I am so elated and frightened at the same time that I finished this book- no thriller can match the sheer terror that each chapter drips with; a final descent into hell and into the abyss. Of also how we need to catch this horrible person, or persons responsible for innocent lives lost- no matter what they did for a living. -
A very interesting murder mystery, poorly told.
Lost Girls is a true crime book focusing on a serial killer who murdered prostitutes and dumped their remains in a small area of Long Island. This book could have been much better, but Kolker did a reasonable job of telling the stories of the victims. He definitely elaborates on how prostitution operates in today's Internet-based world, and the risks that these young women faced as they worked.

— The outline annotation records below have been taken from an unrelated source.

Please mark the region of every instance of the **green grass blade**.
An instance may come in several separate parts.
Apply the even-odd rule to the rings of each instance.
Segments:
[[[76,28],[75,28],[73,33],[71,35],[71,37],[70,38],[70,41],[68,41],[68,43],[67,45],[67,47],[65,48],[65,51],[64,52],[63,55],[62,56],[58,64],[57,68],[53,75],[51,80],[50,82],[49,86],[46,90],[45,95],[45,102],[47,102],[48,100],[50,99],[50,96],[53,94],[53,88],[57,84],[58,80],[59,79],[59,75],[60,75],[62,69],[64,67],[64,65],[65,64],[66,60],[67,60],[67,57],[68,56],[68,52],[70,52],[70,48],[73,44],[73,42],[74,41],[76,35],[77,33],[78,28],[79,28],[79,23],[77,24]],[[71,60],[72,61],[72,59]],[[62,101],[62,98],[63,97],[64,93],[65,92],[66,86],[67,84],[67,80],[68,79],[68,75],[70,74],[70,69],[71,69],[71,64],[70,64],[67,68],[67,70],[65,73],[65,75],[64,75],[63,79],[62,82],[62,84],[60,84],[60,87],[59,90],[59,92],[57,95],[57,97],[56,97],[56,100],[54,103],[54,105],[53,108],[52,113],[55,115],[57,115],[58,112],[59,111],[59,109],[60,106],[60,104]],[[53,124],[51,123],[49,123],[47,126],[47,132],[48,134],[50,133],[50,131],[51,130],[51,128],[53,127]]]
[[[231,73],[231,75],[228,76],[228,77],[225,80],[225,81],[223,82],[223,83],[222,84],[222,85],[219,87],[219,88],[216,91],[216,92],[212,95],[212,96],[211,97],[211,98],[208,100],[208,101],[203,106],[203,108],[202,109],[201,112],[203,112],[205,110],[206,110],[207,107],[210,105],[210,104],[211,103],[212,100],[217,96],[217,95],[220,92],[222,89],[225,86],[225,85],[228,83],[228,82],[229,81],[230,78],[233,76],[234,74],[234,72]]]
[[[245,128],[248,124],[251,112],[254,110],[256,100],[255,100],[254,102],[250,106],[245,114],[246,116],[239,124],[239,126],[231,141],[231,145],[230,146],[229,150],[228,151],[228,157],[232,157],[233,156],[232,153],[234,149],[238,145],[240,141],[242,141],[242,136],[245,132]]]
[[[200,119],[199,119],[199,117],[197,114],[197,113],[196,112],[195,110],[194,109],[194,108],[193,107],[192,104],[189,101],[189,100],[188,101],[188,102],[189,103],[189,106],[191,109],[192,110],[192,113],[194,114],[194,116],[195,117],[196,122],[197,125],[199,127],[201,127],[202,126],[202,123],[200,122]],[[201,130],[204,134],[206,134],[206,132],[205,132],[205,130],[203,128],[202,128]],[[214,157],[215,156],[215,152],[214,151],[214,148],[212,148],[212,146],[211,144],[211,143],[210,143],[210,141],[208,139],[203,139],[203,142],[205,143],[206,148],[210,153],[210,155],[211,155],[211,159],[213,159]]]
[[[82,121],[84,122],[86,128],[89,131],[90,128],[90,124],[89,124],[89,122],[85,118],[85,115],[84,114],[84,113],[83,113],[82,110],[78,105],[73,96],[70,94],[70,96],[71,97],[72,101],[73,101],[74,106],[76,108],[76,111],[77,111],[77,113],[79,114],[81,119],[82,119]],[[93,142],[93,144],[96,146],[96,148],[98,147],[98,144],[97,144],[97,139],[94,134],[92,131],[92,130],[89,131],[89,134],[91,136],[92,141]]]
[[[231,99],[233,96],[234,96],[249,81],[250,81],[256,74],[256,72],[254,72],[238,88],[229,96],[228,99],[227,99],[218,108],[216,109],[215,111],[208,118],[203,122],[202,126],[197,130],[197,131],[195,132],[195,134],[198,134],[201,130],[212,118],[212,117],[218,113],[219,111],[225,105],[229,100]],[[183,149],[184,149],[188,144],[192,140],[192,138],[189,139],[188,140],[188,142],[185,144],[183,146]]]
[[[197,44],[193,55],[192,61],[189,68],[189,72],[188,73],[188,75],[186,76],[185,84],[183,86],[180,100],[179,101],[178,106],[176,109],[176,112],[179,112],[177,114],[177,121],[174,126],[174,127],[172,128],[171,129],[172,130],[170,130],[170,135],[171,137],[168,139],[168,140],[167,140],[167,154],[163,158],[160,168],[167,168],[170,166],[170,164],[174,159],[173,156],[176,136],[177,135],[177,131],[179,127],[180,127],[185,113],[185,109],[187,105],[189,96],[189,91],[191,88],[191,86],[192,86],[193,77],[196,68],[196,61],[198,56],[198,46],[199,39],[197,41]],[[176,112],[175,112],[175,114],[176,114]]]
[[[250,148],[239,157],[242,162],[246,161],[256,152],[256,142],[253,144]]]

Ultimately, though, the story is unsatisfying. First, it was quite hard to follow because there are so many characters, and oddly, many, many names starting with the letter "M". Turns out there is a terrific guide to who is who. On the last page of the book. ARGGHHHHHHH! Are you kidding me? I was dying for some kind of family tree or something, and there it is. After I read the whole dang thing. Realize I am being extra sensitive since I just tried to read A Suitable Boy - - a book where the family trees must be referenced like every 6 pages - - so I'm a little family tree'd out, but now realize that lots of family trees are certainly better than no family trees. I almost started drawing them myself. Sigh. Ok, rant over.
I didn't think Kolker really did a very good job of helping the reader understand the criminal investigation, and that's what made this read a lot less than it could have been.
A much, much better book to read in a similar vein is People Who Eat Darkness by Richard Lloyd Perry.